What should you eat?
“What should I eat?” This is a question that I get a lot. It is understandable. Many of us are continually perplexed by the streams of information and conflicting dietary recommendations. We are looking for something or someone to cut through all of this and just give us a simple answer. This desire to simplify and get direction is widespread. In this global information society it feels like we are expected to be experts in everything from the latest dietary recommendations, to figuring out the best refrigerator to buy. In order to make deciding easier we often outsource these decisions or at least defer to the expertise of others to guide us.
There is an important distinction to be drawn between relying on outside advice to inform the purchase of a consumer good like a refrigerator or printer, and how wer are guided in making ongoing food choices. A decision about a printer can probably be boiled down to a few factors such as: what type of printing do you do? How much money do you have to spend? Etc. When it comes to food choices or really any other decision about how we engage with our bodies - we are experts in our own experience - and we occupy a crucial vantage point with our internal noticing to assess the impacts of the choices we make.
When asked for, I certainly offer information and guidance regarding specific diets and food choices. However, there is nothing inherently empowering about having a food list. In fact, if it becomes just the imposition of an external set of rules that you are trying to apply to your life, but are not a very good fit, it can become a source of frustration or harm. I say this, at the same time recognizing that some folks really dig having a list and being given the “bright line” of what they should and sound not eat. This is not a post about that.
I want to spend a little time reviewing what I call the skills of innrt transformation. This is not a complete list, but these are a few of the crucial elements and perspectives that can support us in engaging in change work - whether this be around diet, some other lifestyle choices, or in our relationships with others.

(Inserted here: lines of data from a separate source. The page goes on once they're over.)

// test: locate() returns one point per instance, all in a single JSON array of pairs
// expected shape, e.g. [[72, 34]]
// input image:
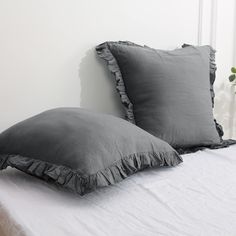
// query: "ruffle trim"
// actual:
[[223, 144], [104, 52], [82, 184], [213, 69]]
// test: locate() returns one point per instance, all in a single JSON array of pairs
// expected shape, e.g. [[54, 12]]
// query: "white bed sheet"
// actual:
[[198, 197]]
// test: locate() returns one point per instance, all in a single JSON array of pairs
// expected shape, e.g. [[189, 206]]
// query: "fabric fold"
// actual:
[[82, 184]]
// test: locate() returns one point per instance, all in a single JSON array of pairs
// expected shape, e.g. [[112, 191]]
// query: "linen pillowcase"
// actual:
[[167, 93], [81, 150]]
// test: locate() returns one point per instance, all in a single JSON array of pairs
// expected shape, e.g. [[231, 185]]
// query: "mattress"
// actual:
[[198, 197]]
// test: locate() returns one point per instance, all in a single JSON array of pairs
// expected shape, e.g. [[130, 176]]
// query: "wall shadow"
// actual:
[[98, 90]]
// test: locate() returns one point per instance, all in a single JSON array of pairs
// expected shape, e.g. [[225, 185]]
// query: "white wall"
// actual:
[[47, 56]]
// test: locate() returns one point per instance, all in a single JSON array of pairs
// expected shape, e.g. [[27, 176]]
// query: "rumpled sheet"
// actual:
[[198, 197]]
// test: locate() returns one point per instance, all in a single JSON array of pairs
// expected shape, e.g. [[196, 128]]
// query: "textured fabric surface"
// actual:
[[81, 150], [167, 93], [194, 198]]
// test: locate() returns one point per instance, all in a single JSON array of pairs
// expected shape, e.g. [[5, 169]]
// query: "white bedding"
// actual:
[[198, 197]]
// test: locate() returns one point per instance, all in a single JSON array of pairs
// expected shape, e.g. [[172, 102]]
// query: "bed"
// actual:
[[198, 197]]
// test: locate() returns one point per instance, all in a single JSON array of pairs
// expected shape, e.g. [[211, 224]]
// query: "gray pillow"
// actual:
[[167, 93], [82, 150]]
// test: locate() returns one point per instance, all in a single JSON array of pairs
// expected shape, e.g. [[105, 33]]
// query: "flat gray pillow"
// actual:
[[167, 93], [81, 150]]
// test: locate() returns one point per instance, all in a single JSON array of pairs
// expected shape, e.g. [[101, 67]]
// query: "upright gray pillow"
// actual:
[[81, 150], [167, 93]]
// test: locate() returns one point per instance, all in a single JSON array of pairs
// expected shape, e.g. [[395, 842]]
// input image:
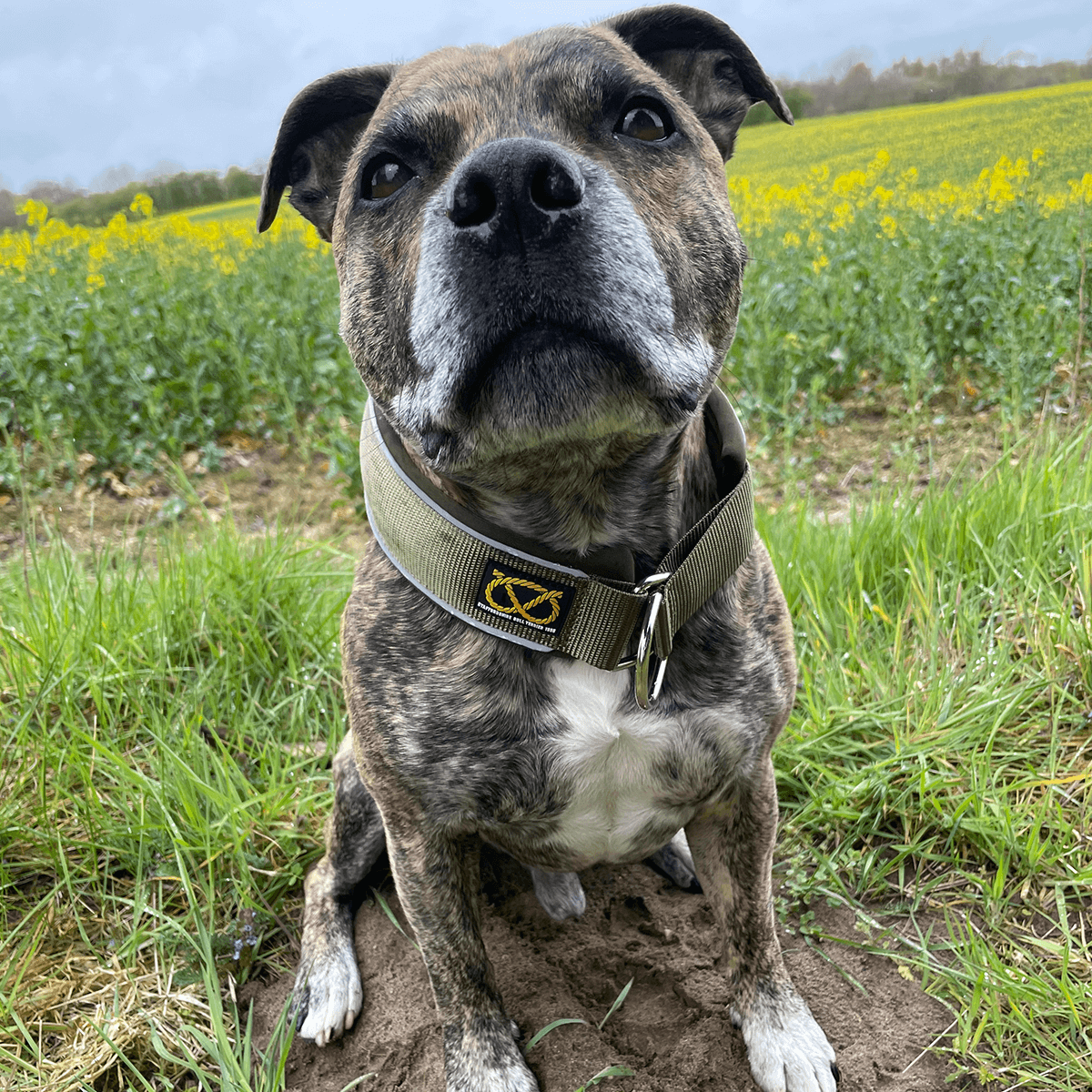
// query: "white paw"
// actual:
[[329, 996], [786, 1048], [675, 863], [560, 894]]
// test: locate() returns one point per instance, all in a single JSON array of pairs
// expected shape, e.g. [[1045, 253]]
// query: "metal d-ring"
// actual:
[[643, 660]]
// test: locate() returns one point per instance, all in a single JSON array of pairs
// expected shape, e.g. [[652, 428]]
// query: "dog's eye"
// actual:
[[645, 121], [385, 177]]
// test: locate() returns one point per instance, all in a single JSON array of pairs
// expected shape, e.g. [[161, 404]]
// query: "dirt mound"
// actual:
[[672, 1030]]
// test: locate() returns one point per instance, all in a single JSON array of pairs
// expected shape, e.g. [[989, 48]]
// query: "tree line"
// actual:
[[905, 82], [188, 189]]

Clear Intention. What is your why? When people ask me what they should eat I almost immediately follow with another question: What are you hoping your approach to eating will help you achieve? The potential answers to this question are endless. Sure, people may be wanting to address a chronic health condition or lose weight. But maybe their desire is to find ways to simplify meal preparation, eat more local foods, lower their food bill without compromising food quality or some combination of the above. Clarifying intent is an important first step in knowing how to proceed and in also maintaining one’s focus when initiating a new approach to eating.
Self-Observation. If we make a choice that is counter to our intent, it can be helpful to be able to track and observe our internal process. This does not just apply to food choices, but this is what we are considering here. For example: You said that you were planning to cut off eating 3 hours before bed because you have noticed that if you eat late, you do not sleep well? But, after you get off the phone with your mother, you’re peering into the refrigerator and end up having a large plate of leftovers right before bed? What were we thinking or feeling right before you made that choice? Did something about the conversation trigger an emotion that you then felt the desire to soothe (with food). When we are engaged in observation we can bring a sense of openness and curiosity that allows us to think about and imagine other choices. If we go right into shaming and berating ourselves for the choice then we lose the ability to plan to make a different choice in the future. Self-observation practiced when we are not distressed, makes this tool more available to us when we are under stress.

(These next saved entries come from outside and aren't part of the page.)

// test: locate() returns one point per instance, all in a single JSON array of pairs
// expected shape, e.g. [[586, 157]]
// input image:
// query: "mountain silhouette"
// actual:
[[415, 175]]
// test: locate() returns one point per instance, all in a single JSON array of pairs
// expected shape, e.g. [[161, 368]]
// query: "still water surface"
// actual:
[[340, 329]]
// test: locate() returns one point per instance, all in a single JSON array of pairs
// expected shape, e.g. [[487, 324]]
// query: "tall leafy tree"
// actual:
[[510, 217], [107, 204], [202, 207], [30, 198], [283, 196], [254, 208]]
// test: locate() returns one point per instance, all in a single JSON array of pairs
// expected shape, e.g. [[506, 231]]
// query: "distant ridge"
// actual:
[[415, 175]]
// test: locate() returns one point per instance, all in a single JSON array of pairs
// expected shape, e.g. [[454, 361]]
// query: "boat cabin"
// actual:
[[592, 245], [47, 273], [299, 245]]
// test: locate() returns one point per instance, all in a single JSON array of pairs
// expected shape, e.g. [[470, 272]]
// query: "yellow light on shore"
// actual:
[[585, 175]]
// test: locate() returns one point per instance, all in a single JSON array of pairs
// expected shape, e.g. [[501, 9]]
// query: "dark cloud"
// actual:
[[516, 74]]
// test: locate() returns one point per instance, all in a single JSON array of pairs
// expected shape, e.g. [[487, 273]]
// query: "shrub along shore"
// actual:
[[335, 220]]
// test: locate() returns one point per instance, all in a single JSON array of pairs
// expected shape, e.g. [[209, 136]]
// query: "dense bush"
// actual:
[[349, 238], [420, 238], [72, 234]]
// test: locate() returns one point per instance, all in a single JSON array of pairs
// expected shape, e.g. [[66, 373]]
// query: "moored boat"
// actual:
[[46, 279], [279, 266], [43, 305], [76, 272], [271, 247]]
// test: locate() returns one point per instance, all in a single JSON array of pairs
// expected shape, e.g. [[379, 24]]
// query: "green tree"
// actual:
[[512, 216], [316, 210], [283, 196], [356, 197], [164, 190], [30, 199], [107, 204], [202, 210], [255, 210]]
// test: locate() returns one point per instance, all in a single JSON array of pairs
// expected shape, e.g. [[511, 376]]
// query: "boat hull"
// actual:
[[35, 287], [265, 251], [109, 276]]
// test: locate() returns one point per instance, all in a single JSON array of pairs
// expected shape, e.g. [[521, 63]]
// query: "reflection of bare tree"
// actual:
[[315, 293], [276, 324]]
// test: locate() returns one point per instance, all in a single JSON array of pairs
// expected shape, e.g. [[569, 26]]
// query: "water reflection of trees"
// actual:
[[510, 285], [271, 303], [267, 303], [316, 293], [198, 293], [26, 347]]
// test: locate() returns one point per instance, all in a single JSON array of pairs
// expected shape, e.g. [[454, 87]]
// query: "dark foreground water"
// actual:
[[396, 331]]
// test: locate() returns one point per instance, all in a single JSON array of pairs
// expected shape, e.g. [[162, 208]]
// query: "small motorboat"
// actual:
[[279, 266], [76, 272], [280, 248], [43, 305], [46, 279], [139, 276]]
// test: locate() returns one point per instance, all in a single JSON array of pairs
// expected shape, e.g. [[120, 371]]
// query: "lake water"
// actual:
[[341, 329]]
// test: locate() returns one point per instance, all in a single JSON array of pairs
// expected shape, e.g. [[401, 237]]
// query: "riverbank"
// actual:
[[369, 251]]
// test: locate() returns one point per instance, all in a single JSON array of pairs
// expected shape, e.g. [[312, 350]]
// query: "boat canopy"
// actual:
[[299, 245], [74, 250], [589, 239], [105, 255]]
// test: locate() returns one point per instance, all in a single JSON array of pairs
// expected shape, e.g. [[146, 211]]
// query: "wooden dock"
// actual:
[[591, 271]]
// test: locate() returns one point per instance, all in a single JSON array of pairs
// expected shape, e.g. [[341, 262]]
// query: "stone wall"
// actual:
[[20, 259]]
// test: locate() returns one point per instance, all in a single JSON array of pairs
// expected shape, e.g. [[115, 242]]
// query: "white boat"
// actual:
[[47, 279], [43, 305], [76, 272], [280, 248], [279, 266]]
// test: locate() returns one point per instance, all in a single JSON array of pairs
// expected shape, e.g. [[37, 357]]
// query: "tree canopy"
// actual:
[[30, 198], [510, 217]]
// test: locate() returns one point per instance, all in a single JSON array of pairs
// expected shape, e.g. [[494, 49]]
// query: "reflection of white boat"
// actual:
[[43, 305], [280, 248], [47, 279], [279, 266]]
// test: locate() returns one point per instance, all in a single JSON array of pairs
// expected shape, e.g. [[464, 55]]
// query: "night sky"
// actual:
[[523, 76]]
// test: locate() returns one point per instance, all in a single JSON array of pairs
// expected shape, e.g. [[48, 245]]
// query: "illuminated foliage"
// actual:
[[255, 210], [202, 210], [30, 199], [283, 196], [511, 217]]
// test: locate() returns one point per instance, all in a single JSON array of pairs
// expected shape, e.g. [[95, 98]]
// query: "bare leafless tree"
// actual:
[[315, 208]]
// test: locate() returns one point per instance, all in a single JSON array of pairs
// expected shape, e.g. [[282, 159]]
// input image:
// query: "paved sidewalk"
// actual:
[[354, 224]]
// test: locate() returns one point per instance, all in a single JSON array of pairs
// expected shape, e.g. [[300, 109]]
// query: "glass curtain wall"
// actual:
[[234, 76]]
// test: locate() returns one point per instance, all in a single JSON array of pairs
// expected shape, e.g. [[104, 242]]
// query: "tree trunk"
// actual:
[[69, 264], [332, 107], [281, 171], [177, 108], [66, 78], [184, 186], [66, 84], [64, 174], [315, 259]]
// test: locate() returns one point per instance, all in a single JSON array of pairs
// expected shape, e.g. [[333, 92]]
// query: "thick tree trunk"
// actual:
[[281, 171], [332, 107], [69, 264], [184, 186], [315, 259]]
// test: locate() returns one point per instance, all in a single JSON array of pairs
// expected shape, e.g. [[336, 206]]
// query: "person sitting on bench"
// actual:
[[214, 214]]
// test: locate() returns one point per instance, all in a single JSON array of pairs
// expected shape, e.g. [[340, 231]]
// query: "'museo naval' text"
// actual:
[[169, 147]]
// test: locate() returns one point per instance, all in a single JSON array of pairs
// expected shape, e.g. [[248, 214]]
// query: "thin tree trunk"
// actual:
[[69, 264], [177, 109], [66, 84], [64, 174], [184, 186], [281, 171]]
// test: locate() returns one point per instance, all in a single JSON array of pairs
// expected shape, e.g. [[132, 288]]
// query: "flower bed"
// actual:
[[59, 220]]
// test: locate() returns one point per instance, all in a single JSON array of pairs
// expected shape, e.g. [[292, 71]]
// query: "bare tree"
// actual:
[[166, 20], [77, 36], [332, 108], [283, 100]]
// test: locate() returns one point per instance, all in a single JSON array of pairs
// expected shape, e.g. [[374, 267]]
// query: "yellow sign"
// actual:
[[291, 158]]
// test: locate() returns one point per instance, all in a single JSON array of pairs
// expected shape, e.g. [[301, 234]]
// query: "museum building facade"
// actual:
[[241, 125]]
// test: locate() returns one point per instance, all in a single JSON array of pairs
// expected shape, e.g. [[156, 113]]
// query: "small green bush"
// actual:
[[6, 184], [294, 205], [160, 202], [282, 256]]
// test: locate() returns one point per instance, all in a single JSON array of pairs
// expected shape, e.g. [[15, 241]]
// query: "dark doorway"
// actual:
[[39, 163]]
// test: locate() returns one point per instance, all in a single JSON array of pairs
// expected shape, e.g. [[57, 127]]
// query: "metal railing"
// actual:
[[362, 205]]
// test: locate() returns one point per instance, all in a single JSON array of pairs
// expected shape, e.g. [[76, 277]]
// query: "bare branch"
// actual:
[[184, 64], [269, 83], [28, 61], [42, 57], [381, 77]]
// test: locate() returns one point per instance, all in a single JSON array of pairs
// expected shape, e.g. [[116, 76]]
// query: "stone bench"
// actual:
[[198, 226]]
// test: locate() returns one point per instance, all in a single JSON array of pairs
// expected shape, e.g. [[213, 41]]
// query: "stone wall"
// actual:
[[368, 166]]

Honoring intuition and cultivating discernment. Intuition is our ability to know things without conscious awareness of how we received this information. This information often presents as a sense or a feeling about something. Many of us do not trust our intuition and therefore do not honor it. To cultivate a relationship with one’s intuitive sense and gain a sense of discernment about when we can trust it, start with engaging it when the stakes are low. If you are out on a walk and get a sense that one direction might be better to take than another, take it and see what happens. Do you encounter something interesting and unexpected? Note it and thank your inner guidance system for leading you down that path. In terms of food - do you have a sense that something you are eating might not be agreeing with you or conversely that a certain food might be very good for you at this time? Make the change (on a trial basis) and observe what happens. Honoring one’s intuition is a 2-step process, both making the choice to follow its direction and then noting the outcome of that decision.
These are some of the ‘skills’ of inner transformation that can serve all of us on our personal and collective paths to healing. Making sure that these tools are engaged and online will increase the likelihood of making empowered and sustainable change - that goes far beyond what any food list can provide.